Immerhin gibt es auch gute Nachrichten (zumindest für den progressiveren Teil unserer Gesellschaft): Die Macht des Patriarchats bröckelt. Immer mehr Frauen und Männer trauen sich, von dem zu erzählen, was ihnen passiert ist. Von Ereignissen, bei denen sie sich vor 20 Jahren unwohl gefühlt haben, die sie damals aber nicht einzuordnen wussten. Viele verfolgen das ungläubig. In den Kommentarsträngen der sozialen Netzwerke schwadronieren sie von "Kampagnen" und davon, "dass es ja wohl kein Zufall sei, dass die Vorwürfe jetzt so geballt auftreten".

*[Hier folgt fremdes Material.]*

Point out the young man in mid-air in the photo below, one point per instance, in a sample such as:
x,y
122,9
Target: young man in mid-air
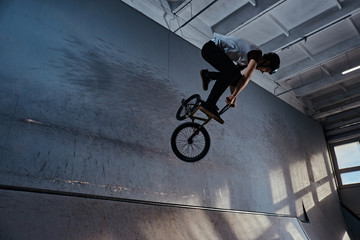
x,y
221,52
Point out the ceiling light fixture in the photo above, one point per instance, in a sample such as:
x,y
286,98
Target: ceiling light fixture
x,y
351,70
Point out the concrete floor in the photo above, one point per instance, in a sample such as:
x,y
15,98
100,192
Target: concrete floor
x,y
88,103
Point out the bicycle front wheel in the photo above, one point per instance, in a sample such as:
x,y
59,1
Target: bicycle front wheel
x,y
188,148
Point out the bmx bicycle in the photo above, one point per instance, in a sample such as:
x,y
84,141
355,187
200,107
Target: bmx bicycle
x,y
190,141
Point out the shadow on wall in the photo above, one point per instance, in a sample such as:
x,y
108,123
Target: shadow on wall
x,y
123,94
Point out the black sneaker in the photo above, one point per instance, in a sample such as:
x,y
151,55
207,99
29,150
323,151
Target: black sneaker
x,y
210,111
205,78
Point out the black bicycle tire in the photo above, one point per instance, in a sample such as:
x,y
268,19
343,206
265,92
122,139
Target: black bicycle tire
x,y
179,115
202,131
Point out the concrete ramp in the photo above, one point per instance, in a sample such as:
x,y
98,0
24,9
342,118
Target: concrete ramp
x,y
35,215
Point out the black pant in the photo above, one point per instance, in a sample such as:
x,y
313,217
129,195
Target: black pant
x,y
228,72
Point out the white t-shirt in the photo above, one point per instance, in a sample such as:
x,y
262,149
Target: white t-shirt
x,y
236,49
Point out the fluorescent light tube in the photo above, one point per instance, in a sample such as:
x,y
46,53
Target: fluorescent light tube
x,y
351,70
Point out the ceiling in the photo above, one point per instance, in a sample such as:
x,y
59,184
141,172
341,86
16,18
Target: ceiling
x,y
316,42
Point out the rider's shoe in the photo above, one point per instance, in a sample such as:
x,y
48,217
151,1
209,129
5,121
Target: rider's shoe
x,y
205,77
211,111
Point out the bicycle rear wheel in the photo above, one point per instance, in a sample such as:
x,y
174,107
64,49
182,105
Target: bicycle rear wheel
x,y
190,149
188,106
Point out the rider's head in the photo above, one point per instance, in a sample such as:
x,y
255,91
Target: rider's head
x,y
271,62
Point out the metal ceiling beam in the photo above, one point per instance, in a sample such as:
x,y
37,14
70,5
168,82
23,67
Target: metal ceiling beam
x,y
336,110
324,83
242,15
340,124
311,25
293,70
335,98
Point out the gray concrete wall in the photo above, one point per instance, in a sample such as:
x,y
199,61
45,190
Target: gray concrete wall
x,y
89,92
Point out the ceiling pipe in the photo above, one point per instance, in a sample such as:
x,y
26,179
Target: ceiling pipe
x,y
192,18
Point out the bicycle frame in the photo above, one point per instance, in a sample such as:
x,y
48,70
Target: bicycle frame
x,y
206,120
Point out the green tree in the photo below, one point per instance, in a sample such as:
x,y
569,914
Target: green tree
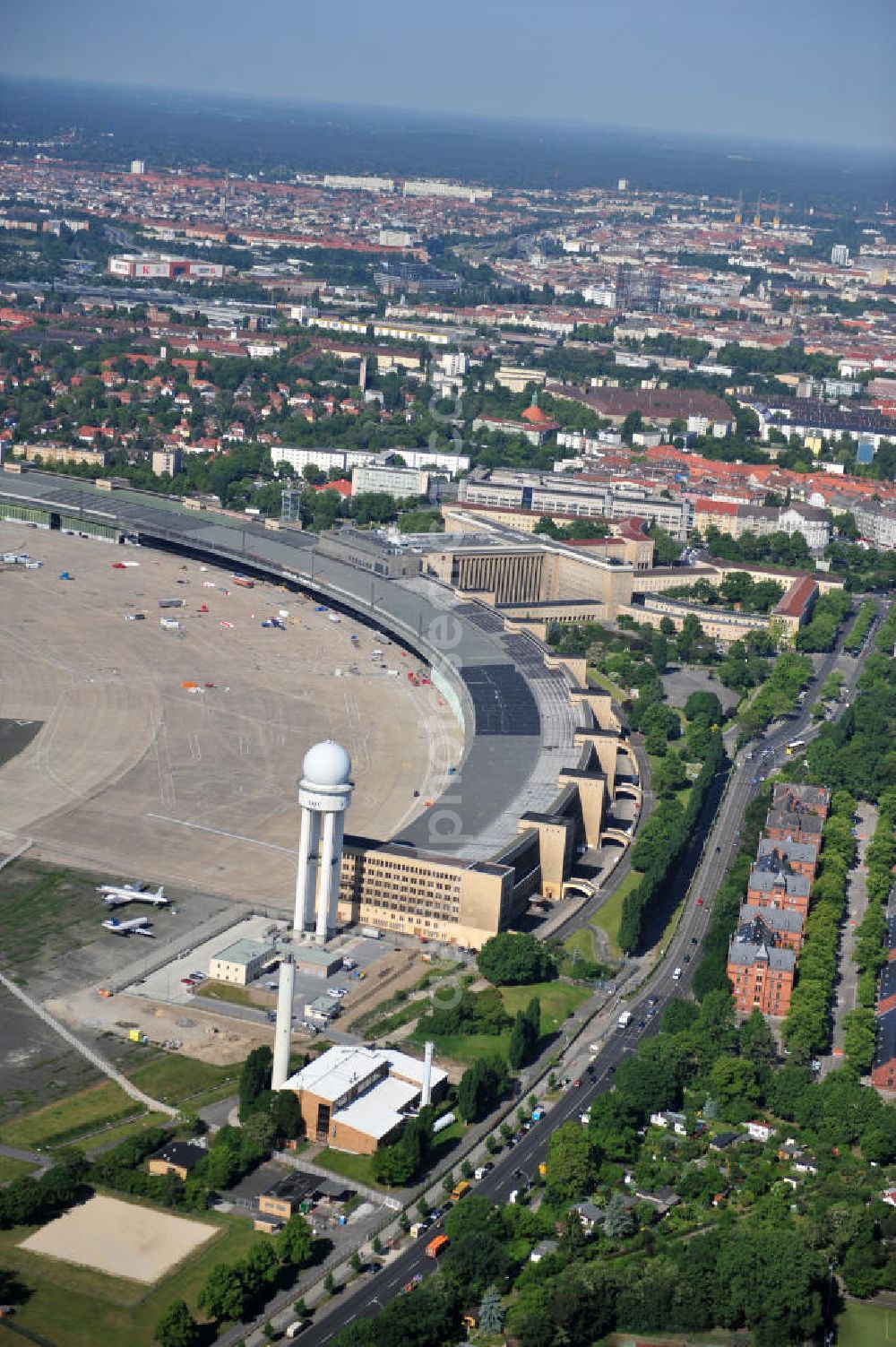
x,y
286,1114
177,1327
224,1295
491,1312
620,1221
296,1242
254,1078
573,1160
703,706
513,958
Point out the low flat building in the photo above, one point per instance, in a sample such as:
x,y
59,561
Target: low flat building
x,y
323,1011
64,454
177,1157
241,962
358,1098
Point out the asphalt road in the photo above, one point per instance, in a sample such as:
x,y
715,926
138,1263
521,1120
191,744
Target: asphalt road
x,y
515,1165
524,1157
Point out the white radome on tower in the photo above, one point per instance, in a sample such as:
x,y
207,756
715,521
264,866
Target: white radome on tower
x,y
325,794
326,764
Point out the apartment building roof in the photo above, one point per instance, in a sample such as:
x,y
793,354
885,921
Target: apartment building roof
x,y
771,920
765,881
794,821
797,599
748,953
786,851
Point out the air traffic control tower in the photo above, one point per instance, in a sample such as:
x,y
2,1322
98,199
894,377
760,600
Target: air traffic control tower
x,y
325,794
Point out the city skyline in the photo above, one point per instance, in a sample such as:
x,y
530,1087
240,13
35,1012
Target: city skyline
x,y
795,75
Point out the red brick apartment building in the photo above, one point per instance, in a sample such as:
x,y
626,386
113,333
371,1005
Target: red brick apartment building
x,y
797,859
760,972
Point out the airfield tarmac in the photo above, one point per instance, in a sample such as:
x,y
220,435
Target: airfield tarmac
x,y
135,774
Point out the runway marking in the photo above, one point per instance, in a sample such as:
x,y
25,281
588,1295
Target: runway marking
x,y
222,833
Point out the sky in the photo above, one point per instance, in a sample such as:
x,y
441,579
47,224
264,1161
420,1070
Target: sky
x,y
817,72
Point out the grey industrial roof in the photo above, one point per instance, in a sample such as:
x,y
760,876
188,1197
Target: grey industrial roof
x,y
244,951
519,723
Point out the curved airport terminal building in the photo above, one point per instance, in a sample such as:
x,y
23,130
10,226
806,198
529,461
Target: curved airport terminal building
x,y
546,761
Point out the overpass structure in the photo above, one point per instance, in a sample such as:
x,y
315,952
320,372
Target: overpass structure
x,y
542,753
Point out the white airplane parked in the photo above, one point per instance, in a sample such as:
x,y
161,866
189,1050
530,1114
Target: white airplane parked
x,y
138,926
115,894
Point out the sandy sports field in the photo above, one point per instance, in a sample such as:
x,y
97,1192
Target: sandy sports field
x,y
120,1239
139,776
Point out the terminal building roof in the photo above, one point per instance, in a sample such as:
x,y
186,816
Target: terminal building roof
x,y
518,720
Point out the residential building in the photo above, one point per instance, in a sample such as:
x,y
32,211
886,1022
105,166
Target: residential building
x,y
795,857
349,182
772,884
762,977
398,482
792,795
64,454
168,461
800,826
781,926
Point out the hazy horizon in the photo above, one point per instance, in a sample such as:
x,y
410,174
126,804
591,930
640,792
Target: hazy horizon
x,y
806,73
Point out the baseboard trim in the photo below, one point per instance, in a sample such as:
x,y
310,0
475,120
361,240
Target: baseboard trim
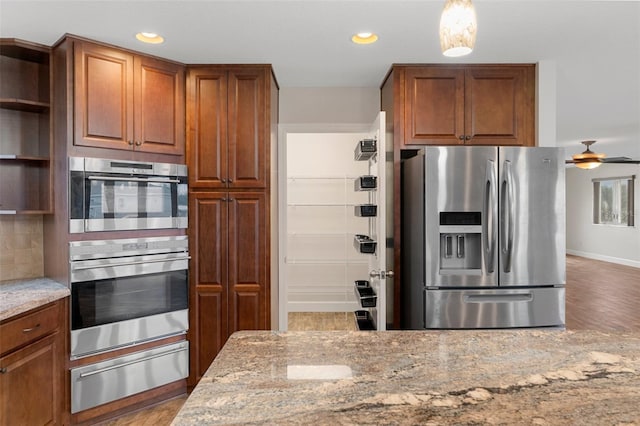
x,y
322,306
611,259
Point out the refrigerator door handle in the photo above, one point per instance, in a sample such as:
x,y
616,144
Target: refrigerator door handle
x,y
489,217
507,216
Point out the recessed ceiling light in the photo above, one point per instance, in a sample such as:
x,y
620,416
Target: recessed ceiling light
x,y
152,38
364,38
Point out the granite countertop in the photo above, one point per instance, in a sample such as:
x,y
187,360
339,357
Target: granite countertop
x,y
17,297
540,377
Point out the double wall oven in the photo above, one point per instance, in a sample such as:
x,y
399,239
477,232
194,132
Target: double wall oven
x,y
116,195
127,293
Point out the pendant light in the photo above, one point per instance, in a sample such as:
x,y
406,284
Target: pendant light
x,y
458,28
588,159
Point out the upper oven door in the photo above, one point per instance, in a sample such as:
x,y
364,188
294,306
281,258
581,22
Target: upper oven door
x,y
107,195
126,300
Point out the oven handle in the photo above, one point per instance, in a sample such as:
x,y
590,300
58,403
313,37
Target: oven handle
x,y
137,262
133,179
124,364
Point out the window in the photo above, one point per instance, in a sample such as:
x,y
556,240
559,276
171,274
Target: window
x,y
613,201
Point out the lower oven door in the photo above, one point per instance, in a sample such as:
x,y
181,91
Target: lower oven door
x,y
107,381
127,302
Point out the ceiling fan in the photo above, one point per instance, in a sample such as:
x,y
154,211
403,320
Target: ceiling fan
x,y
590,160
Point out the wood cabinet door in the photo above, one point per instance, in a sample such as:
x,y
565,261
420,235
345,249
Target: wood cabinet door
x,y
499,105
248,268
208,236
159,106
103,105
30,388
434,106
247,120
207,127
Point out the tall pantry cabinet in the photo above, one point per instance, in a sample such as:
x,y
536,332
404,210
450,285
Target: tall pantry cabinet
x,y
231,128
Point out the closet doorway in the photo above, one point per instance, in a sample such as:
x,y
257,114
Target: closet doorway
x,y
317,261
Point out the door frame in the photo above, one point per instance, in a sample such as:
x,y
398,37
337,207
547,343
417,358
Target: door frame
x,y
283,131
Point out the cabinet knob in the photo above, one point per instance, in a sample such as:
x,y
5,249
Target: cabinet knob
x,y
29,330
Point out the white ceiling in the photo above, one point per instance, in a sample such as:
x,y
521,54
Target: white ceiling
x,y
595,45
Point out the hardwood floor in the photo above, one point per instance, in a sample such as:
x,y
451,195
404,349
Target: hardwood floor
x,y
600,296
300,321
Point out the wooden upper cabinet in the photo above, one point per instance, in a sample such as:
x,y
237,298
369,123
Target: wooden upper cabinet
x,y
474,105
207,127
434,106
126,101
500,105
246,128
159,106
227,128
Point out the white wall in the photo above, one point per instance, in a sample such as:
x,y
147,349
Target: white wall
x,y
329,105
618,244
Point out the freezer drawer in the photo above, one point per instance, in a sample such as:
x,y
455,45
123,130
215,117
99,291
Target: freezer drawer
x,y
107,381
529,307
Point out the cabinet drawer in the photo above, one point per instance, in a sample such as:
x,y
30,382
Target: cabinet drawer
x,y
17,332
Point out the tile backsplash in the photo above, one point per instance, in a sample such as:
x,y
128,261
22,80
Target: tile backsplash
x,y
21,247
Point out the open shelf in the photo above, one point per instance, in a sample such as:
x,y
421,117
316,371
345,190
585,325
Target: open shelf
x,y
25,134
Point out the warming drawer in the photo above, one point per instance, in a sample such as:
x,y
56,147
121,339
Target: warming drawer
x,y
106,381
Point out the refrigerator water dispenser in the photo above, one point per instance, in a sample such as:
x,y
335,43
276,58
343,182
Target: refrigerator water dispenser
x,y
460,243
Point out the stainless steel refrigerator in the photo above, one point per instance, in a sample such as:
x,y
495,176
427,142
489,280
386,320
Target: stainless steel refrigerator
x,y
483,238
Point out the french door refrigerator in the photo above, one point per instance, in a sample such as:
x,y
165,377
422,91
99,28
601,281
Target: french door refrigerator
x,y
483,238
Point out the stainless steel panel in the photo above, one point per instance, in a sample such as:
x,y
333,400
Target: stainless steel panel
x,y
107,381
99,338
101,165
95,249
532,307
126,224
459,179
532,217
98,269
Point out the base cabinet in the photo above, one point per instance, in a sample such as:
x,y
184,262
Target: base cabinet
x,y
32,368
229,273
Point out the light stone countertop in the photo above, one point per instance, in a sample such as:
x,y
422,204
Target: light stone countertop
x,y
542,377
19,296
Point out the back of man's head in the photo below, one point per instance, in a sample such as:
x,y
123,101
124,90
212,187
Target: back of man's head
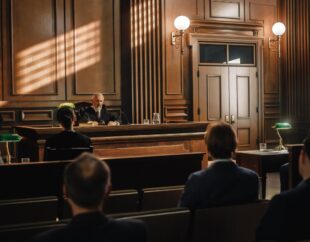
x,y
221,141
65,117
87,180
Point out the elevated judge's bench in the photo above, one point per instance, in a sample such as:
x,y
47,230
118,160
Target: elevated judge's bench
x,y
123,140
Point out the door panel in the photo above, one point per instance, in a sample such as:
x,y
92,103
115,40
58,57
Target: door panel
x,y
243,104
213,93
230,94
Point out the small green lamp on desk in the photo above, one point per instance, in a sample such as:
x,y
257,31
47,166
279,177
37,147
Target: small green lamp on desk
x,y
6,139
277,127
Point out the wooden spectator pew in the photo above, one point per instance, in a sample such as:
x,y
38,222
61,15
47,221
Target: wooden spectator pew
x,y
162,225
26,180
235,223
28,210
230,223
24,232
121,201
171,225
161,197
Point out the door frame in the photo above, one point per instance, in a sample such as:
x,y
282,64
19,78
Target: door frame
x,y
196,38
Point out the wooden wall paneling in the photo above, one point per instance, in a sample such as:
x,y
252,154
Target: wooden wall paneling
x,y
265,12
32,44
232,10
8,116
37,115
176,111
146,52
1,53
93,49
296,61
177,73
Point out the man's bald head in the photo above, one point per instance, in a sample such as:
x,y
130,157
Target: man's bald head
x,y
87,181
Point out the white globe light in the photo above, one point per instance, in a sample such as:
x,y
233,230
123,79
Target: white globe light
x,y
181,23
278,29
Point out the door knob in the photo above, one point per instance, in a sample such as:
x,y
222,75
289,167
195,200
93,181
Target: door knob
x,y
232,119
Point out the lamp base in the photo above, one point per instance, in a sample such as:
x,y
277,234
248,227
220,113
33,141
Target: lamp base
x,y
280,147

Zumindest beim letzten Punkt haben die Verschwörungstheoretiker recht: Es ist kein Zufall, sondern das Ergebnis von Veränderungen in unserer Gesellschaft, die sich langsam aber sicher ihre Bahn brechen. Immer mehr Frauen und Männer haben keine Lust mehr auf Altherrenwitze, tiefe Blicke, verrutschte Komplimente - und auf ein gesellschaftliches Klima, das eben solche Dinge mitträgt und damit den Nährboden für Missbrauch und Belästigungen bereitet.

Betroffene von sexuellem Missbrauch und sexueller Belästigung werden so endlich dazu ermutigt, von ihrem Leid zu berichten.

Hoffentlich hören sie damit so lange nicht mehr auf, bis es dieses Leid nicht mehr gibt.